Per quanto riguarda, invece, la sussistenza del requisito di rappresentatività, tale indicazione deve essere letta congiuntamente alla nota al punto 2, lett. l) presente nel testo dell’Accordo, la quale ribadisce (come già a suo tempo fecero la circolare del Ministero del lavoro n. 20 del 29 luglio 2011 e le linee applicative del 25 luglio 2012) la necessità che gli organismi paritetici e le associazioni sindacali di datori di lavoro e lavoratori, per poter svolgere il ruolo di soggetti formatori, debbano essere rappresentativi a livello nazionale, citando a tal fine i criteri che devono essere valutati nel loro complesso per verificare tale requisito:
1) consistenza numerica degli associati delle singole OO.SS.;
2) ampiezza e diffusione delle strutture organizzative;
3) partecipazione alla formazione e stipulazione dei contratti nazionali collettivi di lavoro (non si può considerare a tal fine la mera firma per semplice adesione);
4) partecipazione alla trattazione delle controversie di lavoro.
Questo sforzo ulteriore di chiarimento su come si possa valutare il requisito della rappresentatività è senz’altro apprezzabile, tenuto conto soprattutto della proliferazione di organismi paritetici cui si è assistito in questi anni, la cui genesi è stata fondamentalmente legata proprio al business della formazione. Restano tuttavia tutte le perplessità riguardanti la mancanza di disponibilità di dati per eseguire materialmente tale valutazione e l’assenza di controlli da parte della Pubblica autorità relativamente al possesso dei requisiti richiesti nei confronti di associazioni sindacali e organismi paritetici.

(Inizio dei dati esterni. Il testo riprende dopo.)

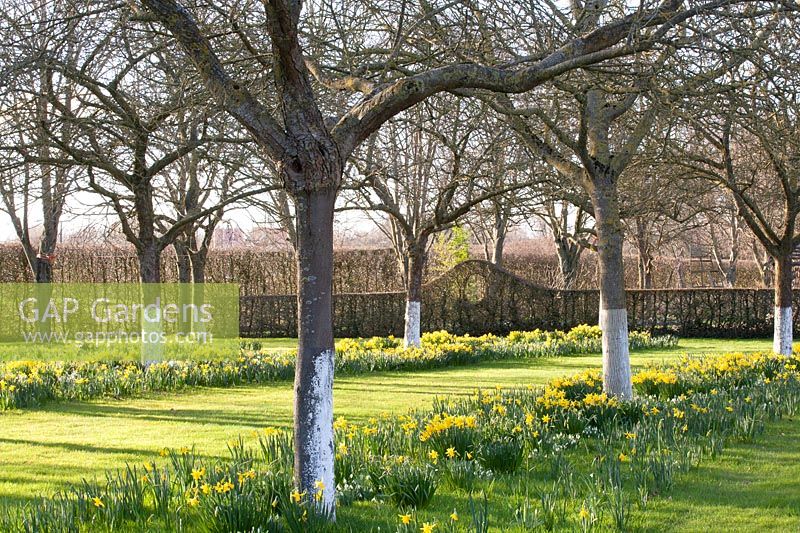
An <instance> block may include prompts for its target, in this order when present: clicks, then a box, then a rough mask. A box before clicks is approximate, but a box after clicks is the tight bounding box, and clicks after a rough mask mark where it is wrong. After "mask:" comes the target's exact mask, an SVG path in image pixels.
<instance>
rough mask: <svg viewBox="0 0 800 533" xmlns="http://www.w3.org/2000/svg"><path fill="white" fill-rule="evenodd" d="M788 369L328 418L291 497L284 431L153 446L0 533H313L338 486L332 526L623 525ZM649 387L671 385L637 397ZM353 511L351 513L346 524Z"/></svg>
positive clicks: (52, 498) (643, 392)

Un’altra puntualizzazione degna di evidenza è anch’essa contenuta nella citata nota al punto 2, lett. l) che prevede la possibilità di erogare formazione per RSPP e ASPP anche per le strutture formative di esclusiva e diretta emanazione delle associazioni sindacali o degli organismi paritetici, a patto che queste siano accreditate ai sensi dell’Intesa sancita in data 20 marzo 2008. Il sospetto è che, con questa previsione, la Conferenza Stato-Regioni intendesse porre un freno alla proliferazione di strutture formative “patrocinate” da sigle sindacali o organismi paritetici, perlopiù sconosciute e spesso prive di anche solo di una sede degna di questo nome.
Se così fosse, il fine è senz’altro lodevole, ma curiosamente l’estensore dell’Accordo non si è reso conto che tale precisazione è semplicemente pleonastica, dato che, non essendo tali strutture appartenenti all’elenco dei soggetti autorizzati ope legis, in effetti l’unico modo che esse avrebbero per poter operare, sarebbe proprio quello di ottenere un accreditamento regionale come indicato nella seconda riga della precedente tabella.
Andrebbe altresì chiarito se per tali strutture valgono le limitazioni relative alla possibilità di erogare corsi solo per il settore di riferimento e del rispetto del criterio di rappresentatività, riferibili all’organizzazione sindacale o all’organismo paritetico di emanazione.